Abstract

The emergence of high-speed, multi GB/s storage devices has shifted the performance bottleneck of storage virtualization to the software layers of the hypervisor. The hypervisor overheads can be avoided by allowing the virtual machine (VM) to directly access the storage device (a method known as direct device assignment), but this method voids all protection guarantees provided by filesystem permissions, since the device has no notion of client isolation. Recently, following the introduction of 10Gbs and higher networking interfaces, the PCIe specification was extended to include the SR-IOV specification for self-virtualizing devices, which allows a single physical device to present multiple virtual interfaces on the PCIe interconnect.
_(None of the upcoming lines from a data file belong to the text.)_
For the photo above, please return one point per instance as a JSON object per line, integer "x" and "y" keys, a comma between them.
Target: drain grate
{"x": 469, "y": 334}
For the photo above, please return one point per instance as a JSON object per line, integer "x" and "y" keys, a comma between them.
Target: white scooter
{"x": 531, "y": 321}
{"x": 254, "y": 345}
Using SR-IOV, a hypervisor can directly assign a virtual PCIe device interface to each of its VMs. However, as networking interfaces simply multiplex packets sent from/to different clients, the specification does not dictate the semantics of a virtual storage device and how to maintain data isolation in a self-virtualizing device. In this paper we present the self-virtualizing, nested storage controller (NeSC) architecture, which includes a filesystem-agnostic protection mechanism that enables the physical device to export files as virtual PCIe storage devices. The protection mechanism maps file offsets to physical blocks and thereby offloads the hypervisor's storage layer functionality to hardware. Using NeSC, a hypervisor can securely expose its files as virtual PCIe devices and directly assign them to VMs. We have prototyped a 1GB/s NeSC controller using a Virtex-7 FPGA development board connected to the PCIe interconnect. Our evaluation of NeSC on a real system shows that NeSC virtual devices enable VMs to access their data with near-native performance (in terms of both throughput and latency).